Method of Rewarding Waiting Customers

ibmwaitingreward1.jpgA statement in a IBM patent application caught my eye and made me wonder whether the yet-to-be-released-results of the Federal Circuit’s en Banc rehearing of In re Bilski [Patently-O’s coverage] could effect the patentability of the claims in this application. In Bilski the court will consider, among other things, whether a method or process must result in a physical transformation of an article or be tied to a machine to be patent-eligible subject matter under section 101.

The IBM patent application involves a method of reducing waiting-customer dissatisfaction by monitoring a waiting queue, calculating rewards based on the wait, and communicating the reward to the customer. A customer may be waiting on the phone, or at recreational, restaurant or lodging facilities. The IBM application provides, “although the concepts of the present invention are exemplarily discussed above as having been implemented as an automated system on a computer . . . [the] concepts of the present invention could be implemented completely devoid of computerization or automation of any kind.”

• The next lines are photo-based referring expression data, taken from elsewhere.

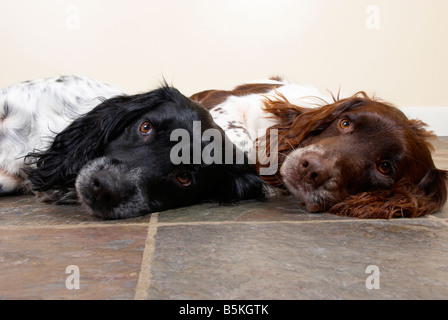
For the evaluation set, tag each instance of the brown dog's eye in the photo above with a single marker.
(384, 167)
(344, 124)
(145, 127)
(184, 179)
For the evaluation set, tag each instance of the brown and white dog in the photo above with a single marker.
(355, 156)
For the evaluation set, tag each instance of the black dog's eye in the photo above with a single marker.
(384, 167)
(145, 127)
(344, 124)
(184, 178)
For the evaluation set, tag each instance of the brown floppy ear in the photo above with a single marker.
(403, 200)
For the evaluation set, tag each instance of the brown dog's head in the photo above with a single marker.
(357, 157)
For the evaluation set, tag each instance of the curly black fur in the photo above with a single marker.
(118, 172)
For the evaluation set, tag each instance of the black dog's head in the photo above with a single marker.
(123, 159)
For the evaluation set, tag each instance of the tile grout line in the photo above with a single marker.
(440, 220)
(154, 220)
(71, 226)
(144, 278)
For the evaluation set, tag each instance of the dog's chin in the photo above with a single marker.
(125, 200)
(315, 201)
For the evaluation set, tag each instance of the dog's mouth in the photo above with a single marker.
(317, 189)
(109, 189)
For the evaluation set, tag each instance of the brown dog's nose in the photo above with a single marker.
(312, 170)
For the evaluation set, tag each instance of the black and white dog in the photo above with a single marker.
(116, 159)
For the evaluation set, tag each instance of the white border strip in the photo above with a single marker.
(435, 117)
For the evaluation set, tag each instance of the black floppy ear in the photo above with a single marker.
(87, 137)
(240, 182)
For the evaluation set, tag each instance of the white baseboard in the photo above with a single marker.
(435, 117)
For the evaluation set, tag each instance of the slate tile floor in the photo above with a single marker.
(254, 250)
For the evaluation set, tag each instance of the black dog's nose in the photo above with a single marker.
(313, 170)
(106, 190)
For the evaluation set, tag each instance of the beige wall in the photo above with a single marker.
(397, 49)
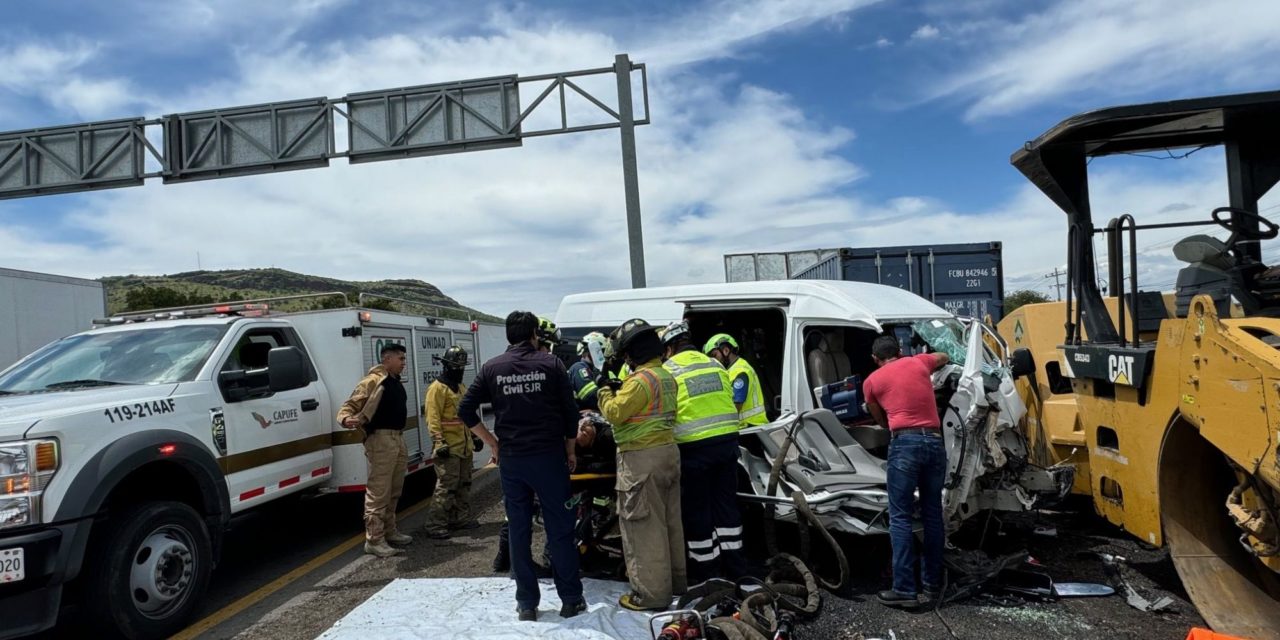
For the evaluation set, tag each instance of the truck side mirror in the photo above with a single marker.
(287, 369)
(1022, 362)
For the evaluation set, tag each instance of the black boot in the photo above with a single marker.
(502, 560)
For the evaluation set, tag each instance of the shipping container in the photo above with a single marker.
(965, 279)
(37, 309)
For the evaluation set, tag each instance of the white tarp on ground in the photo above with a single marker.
(484, 608)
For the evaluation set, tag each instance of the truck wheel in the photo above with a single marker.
(151, 570)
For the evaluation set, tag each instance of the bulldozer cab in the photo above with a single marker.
(1230, 272)
(1175, 400)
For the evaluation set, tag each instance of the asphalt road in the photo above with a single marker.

However, it is important to focus on what the application claims. Here, claim 1 provides:

A system for reducing customer dissatisfaction for waiting, said system comprising:a queue monitoring subsystem that detects an entry of a customer into a waiting queue;a reward computing subsystem that calculates a reward for the customer for being in the waiting queue; and a communication subsystem to communicate the reward to the customer, wherein at least one of said queue monitoring subsystem, said reward computing subsystem, and said communication subsystem is automated.

The IBM claim requires at least one of the steps to be automated–as for example–embodied in a computer, whereas claim 1 of Bilski does not:

A method for managing the consumption risk costs of a commodity sold by a commodity provider at a fixed price comprising the steps of: (a) initiating a series of transactions between said commodity provider and consumers of said commodity wherein said consumers purchase said commodity at a fixed rate based upon historical averages, said fixed rate corresponding to a risk position of said consumer; (b) identifying market participants for said commodity having a counter-risk position to said consumers; and (c) initiating a series of transactions between said commodity provider and said market participants at a second fixed rate such that said series of market participant transactions balances the risk position of said series of consumer transactions.

Its not clear why Bilski did not add the requirement that a step be automated.